Jeff Davis
2007-Jan-31 19:39 UTC
send() returns error even though data is sent, TCP connection still alive
I am on FreeBSD 6.1 and I'm seeing write() return EHOSTDOWN while keeping the connection alive. I wrote a simple C client on the affected FreeBSD box to write a series of integers to a server program on another machine. When the client's write receives an the EHOSTDOWN, the data it sent arrives on the server program anyway. Moreover, when I write() again on the same socket, the data goes through as if nothing ever happened without further errors. The connection is not broken by the EHOSTDOWN, and the client never knows the difference. In fact, if the application just ignores the error from write() everything appears fine after that.
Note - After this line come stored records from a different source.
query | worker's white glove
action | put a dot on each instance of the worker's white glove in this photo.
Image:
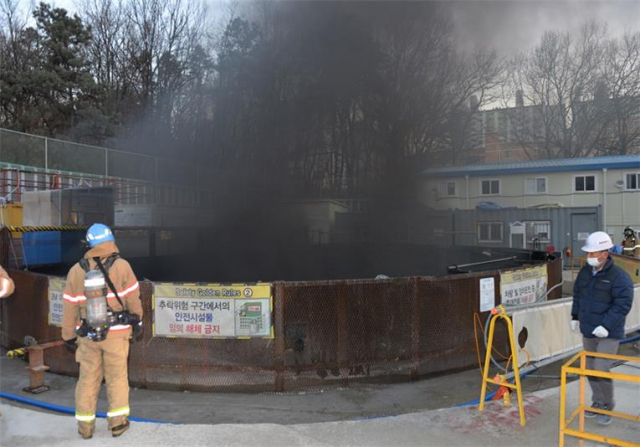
(600, 332)
(4, 287)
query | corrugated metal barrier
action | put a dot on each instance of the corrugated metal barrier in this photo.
(327, 333)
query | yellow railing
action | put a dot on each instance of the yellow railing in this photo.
(582, 371)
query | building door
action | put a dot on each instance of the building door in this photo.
(517, 233)
(581, 226)
(517, 240)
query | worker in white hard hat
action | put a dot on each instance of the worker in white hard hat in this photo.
(602, 298)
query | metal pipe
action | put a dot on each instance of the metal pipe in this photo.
(457, 266)
(604, 199)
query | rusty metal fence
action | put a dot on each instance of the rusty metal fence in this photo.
(327, 333)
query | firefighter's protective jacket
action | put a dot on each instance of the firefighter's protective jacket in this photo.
(6, 284)
(124, 281)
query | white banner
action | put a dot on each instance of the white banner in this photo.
(212, 310)
(487, 294)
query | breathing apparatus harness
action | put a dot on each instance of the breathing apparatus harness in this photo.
(100, 316)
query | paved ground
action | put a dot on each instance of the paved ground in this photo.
(402, 415)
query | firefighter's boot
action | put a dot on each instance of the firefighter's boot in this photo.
(119, 429)
(86, 429)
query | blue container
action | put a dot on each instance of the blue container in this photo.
(42, 248)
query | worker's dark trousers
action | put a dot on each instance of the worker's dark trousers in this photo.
(602, 388)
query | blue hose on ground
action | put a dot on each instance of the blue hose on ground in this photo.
(66, 410)
(489, 396)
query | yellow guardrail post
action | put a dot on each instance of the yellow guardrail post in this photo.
(582, 371)
(500, 312)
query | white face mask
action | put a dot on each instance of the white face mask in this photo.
(593, 262)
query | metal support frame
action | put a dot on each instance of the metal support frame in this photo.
(501, 313)
(36, 367)
(582, 371)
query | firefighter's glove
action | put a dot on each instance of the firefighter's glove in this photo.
(600, 332)
(71, 345)
(128, 318)
(137, 329)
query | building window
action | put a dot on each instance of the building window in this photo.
(490, 187)
(446, 189)
(536, 185)
(584, 183)
(489, 231)
(633, 181)
(540, 230)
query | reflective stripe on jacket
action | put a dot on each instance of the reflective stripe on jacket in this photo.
(124, 280)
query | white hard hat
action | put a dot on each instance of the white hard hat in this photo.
(598, 241)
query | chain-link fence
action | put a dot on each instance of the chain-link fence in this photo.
(35, 151)
(327, 334)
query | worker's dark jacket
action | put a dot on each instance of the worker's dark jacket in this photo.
(603, 299)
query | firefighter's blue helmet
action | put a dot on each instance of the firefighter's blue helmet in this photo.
(99, 233)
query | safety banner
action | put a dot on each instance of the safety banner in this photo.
(523, 286)
(212, 311)
(56, 289)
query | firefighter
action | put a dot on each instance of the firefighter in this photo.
(6, 284)
(101, 308)
(630, 243)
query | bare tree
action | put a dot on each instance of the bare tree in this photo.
(580, 94)
(622, 79)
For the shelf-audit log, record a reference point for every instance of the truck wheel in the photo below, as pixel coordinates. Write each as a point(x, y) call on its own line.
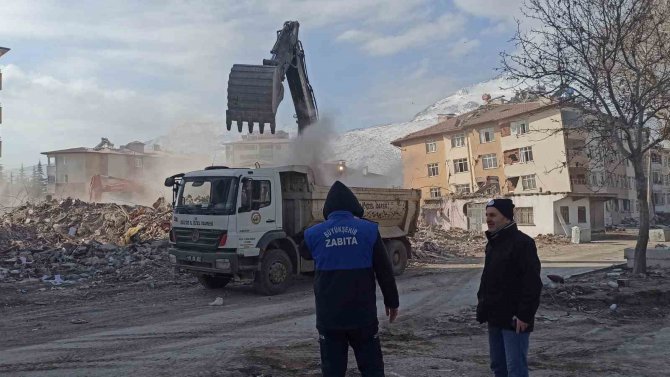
point(398, 256)
point(213, 282)
point(275, 274)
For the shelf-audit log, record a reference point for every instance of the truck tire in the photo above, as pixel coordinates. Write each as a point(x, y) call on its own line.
point(213, 282)
point(398, 256)
point(275, 274)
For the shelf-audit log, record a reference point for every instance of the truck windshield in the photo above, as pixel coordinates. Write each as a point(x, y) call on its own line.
point(208, 196)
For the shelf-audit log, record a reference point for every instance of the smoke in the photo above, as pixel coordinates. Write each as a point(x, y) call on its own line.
point(313, 148)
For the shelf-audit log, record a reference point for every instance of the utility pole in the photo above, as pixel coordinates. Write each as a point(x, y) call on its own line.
point(650, 191)
point(3, 50)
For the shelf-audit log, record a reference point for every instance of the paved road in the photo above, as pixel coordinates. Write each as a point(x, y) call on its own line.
point(173, 332)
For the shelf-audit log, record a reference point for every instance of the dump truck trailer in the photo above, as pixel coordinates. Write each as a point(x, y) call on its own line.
point(245, 224)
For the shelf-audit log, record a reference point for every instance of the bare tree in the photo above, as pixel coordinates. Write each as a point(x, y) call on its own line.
point(610, 58)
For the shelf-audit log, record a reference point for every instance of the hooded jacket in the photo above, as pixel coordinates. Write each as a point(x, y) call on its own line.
point(349, 256)
point(510, 284)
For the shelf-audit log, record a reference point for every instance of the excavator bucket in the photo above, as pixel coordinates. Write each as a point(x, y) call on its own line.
point(254, 93)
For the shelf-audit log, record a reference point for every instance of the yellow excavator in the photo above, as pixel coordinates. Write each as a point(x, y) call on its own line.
point(255, 91)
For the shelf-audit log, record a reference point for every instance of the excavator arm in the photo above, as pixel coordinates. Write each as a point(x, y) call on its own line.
point(255, 91)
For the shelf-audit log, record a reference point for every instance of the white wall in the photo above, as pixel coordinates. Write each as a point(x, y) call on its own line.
point(543, 212)
point(573, 206)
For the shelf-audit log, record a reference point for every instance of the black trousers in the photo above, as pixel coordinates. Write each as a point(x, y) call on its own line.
point(335, 351)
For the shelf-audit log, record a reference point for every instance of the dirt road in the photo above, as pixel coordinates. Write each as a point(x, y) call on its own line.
point(170, 330)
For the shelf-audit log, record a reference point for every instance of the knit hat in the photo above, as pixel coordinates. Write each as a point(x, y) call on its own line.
point(505, 206)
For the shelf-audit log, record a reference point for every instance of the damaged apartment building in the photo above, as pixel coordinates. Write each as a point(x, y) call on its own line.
point(532, 153)
point(70, 172)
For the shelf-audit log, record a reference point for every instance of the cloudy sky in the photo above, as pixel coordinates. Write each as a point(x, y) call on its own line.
point(132, 70)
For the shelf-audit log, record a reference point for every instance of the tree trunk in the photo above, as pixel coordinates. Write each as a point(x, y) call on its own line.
point(640, 261)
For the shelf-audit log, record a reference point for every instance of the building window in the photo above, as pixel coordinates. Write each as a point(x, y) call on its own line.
point(490, 161)
point(526, 154)
point(659, 199)
point(486, 135)
point(524, 216)
point(528, 182)
point(565, 213)
point(433, 170)
point(520, 128)
point(462, 189)
point(461, 165)
point(657, 178)
point(581, 215)
point(431, 146)
point(458, 140)
point(578, 179)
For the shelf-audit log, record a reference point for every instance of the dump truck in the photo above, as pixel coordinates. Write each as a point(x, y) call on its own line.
point(247, 224)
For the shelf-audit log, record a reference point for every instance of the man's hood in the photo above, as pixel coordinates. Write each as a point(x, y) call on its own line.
point(341, 198)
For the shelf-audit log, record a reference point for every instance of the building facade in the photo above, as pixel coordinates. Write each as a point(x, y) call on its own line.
point(69, 171)
point(532, 153)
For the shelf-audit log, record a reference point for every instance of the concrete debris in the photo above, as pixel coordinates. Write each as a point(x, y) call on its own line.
point(217, 302)
point(74, 242)
point(551, 239)
point(434, 244)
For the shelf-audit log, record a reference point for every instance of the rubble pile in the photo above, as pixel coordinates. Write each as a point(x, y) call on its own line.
point(551, 239)
point(615, 292)
point(70, 241)
point(433, 244)
point(53, 224)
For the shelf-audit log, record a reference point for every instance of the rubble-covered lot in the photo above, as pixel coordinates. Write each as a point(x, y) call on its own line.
point(71, 242)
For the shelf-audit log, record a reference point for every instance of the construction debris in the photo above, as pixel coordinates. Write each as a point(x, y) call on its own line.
point(72, 242)
point(551, 239)
point(434, 244)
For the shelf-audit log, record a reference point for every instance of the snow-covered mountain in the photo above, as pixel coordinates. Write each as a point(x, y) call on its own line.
point(372, 147)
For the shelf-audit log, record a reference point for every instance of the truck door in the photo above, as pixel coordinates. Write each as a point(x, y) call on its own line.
point(257, 212)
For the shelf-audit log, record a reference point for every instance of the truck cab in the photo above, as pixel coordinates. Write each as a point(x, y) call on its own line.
point(238, 223)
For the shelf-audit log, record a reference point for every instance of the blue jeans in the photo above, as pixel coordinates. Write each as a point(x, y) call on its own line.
point(509, 352)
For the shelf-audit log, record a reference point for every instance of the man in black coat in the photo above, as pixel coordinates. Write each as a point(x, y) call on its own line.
point(349, 256)
point(509, 292)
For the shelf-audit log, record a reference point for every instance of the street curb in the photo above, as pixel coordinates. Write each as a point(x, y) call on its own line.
point(621, 265)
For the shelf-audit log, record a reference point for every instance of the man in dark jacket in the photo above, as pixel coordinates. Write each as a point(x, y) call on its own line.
point(349, 254)
point(509, 292)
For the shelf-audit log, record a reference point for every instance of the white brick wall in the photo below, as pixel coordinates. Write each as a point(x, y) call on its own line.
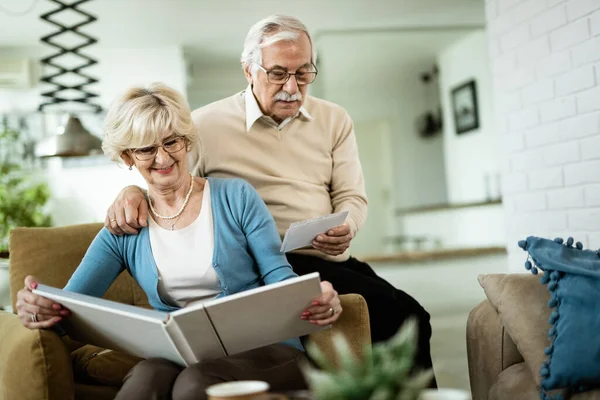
point(545, 61)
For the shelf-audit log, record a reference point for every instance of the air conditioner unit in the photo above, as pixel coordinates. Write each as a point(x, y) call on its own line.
point(15, 73)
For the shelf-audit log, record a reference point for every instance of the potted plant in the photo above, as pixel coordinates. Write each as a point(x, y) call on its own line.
point(21, 200)
point(384, 372)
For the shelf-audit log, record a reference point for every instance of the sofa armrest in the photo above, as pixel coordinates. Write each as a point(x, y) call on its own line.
point(489, 349)
point(353, 324)
point(34, 364)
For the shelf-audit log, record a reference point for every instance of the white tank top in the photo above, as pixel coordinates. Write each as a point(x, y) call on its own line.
point(184, 258)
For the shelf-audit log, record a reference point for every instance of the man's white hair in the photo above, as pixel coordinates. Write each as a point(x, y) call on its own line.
point(268, 31)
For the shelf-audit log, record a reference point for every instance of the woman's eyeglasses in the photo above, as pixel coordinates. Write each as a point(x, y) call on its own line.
point(170, 146)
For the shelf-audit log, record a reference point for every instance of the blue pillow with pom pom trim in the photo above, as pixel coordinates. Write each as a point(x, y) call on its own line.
point(573, 279)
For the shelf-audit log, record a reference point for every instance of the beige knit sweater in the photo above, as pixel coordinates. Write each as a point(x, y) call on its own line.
point(307, 169)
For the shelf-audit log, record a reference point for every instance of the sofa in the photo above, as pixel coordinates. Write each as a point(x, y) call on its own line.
point(506, 337)
point(39, 364)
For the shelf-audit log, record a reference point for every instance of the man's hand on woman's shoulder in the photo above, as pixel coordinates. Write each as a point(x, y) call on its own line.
point(128, 213)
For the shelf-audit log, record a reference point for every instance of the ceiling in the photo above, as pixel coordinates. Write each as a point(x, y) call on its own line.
point(211, 31)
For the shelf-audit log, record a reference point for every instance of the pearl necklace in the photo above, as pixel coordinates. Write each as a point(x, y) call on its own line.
point(187, 198)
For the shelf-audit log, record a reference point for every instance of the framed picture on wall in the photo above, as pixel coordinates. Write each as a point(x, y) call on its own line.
point(464, 107)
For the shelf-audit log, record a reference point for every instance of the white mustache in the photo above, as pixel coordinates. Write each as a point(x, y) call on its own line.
point(285, 96)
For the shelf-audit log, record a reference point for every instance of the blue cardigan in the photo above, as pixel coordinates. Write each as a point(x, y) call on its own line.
point(246, 250)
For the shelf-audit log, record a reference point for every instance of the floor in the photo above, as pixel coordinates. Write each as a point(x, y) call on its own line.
point(448, 290)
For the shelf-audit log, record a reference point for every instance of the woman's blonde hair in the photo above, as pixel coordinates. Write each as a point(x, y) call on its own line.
point(142, 115)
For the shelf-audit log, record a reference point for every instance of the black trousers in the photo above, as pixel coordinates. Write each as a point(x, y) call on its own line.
point(388, 307)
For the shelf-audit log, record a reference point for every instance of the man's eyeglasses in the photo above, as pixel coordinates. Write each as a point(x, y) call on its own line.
point(172, 145)
point(279, 76)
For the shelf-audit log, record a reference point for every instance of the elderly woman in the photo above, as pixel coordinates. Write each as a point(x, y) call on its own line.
point(205, 238)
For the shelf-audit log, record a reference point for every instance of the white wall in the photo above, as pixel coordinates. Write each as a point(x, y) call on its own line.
point(470, 156)
point(209, 83)
point(546, 69)
point(82, 189)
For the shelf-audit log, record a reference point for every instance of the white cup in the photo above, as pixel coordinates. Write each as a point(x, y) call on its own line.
point(444, 394)
point(237, 390)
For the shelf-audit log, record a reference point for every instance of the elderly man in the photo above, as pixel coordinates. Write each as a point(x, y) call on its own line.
point(300, 154)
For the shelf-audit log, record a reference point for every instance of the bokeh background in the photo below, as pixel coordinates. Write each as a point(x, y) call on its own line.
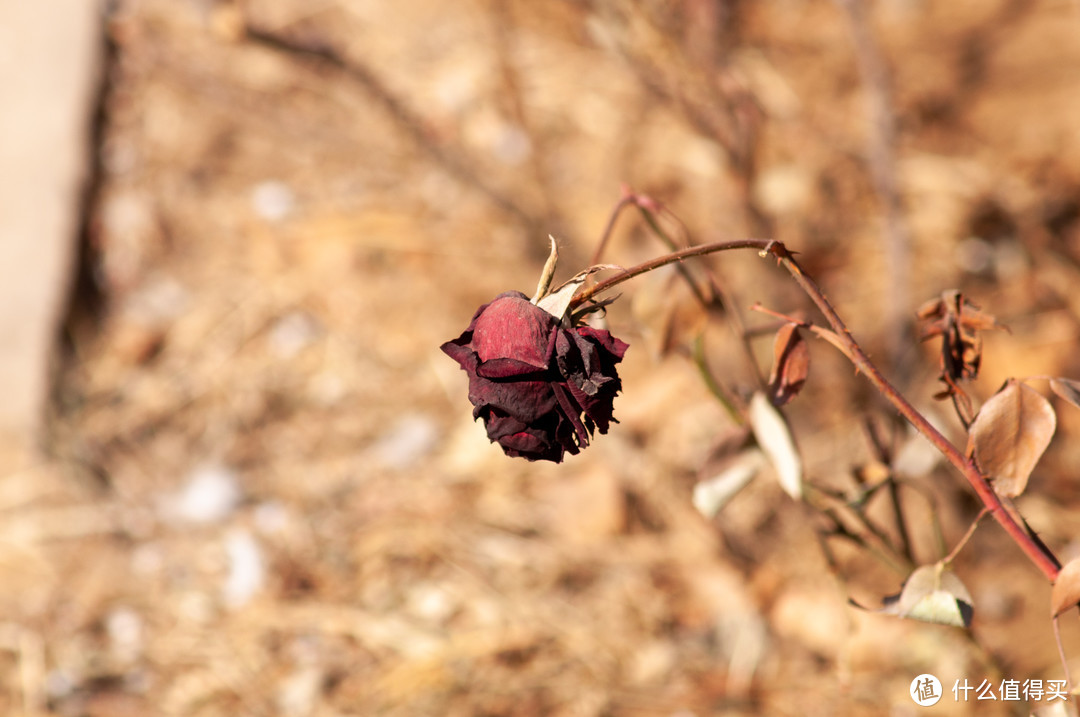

The simplest way to see the problem is with SSH. Machine A is a freebsd box, and machine B is another box on the same switch. (1) ssh from A to B (2) see on A that "arp -a" shows the entry for B (3) on A do "arp -d B" (4) pull network cable (5) type <return> to try to send data over the SSH session (of course nothing will happen, the network cable is still out) (6) after the network cable has been unplugged for about 8 seconds, plug it back in (7) type in the SSH session again You should see something like "write failed: host is down" and the session will terminate. Of course, when ssh exits, the TCP connection closes. The only way to see that it's still open and active is by writing (or using) an application that ignores EHOSTDOWN errors from write(). I think some scripting languages do not generate an exception in that case. This is very strange behavior and it's causing all kinds of problems on our network. Does anyone have an explanation for this? Why would a TCP operation return an error without closing the connection and send the data anyway? This has existed for a long time. I believe this is related to: http://www.freebsd.org/cgi/query-pr.cgi?pr=100172 which is related to: http://www.freebsd.org/cgi/cvsweb.cgi/src/sys/netinet/if_ether.c? only_with_tag=RELENG_6#rev1.137.2.5 I tried the patch here: http://www.freebsd.org/cgi/cvsweb.cgi/src/sys/netinet/if_ether.c? f=h#rev1.158 (rev 1.158) but I can still generate the error I mentioned. Also, what's even more strange is that I set arp to be static on the production machine, and I am still getting EHOSTDOWNs. Regards, Jeff Davis
Garrett Wollman
2007-Jan-31 20:40 UTC
send() returns error even though data is sent, TCP connection still alive
In article <1170269163.22436.71.camel@dogma.v10.wvs>, Jeff Davis <freebsd@j-davis.com> wrote:>You should see something like "write failed: host is down" and the >session will terminate. Of course, when ssh exits, the TCP connection >closes. The only way to see that it's still open and active is by >writing (or using) an application that ignores EHOSTDOWN errors from >write().I agree that it's a bug. The only time write() on a stream socket should return the asynchronous error[1] is when the connection has been (or is in the process of being) torn down as a result of a subsequent timeout. POSIX says "may fail" for these errors write() and send() on sockets -GAWollman [1] There are two kinds of error returns in the socket model: synchronous errors, like synchronous signals, are attributed to the result of a specific system call, detected prior to syscall return, and usually represent programming or user error (e.g., attempting to connect() on an fd that is not a socket). Asynchronous errors are detected asynchronously, and merely posted to the socket without being delivered; they may be delivered on the next socket operation. See XSH 2.10.10, "Pending Error".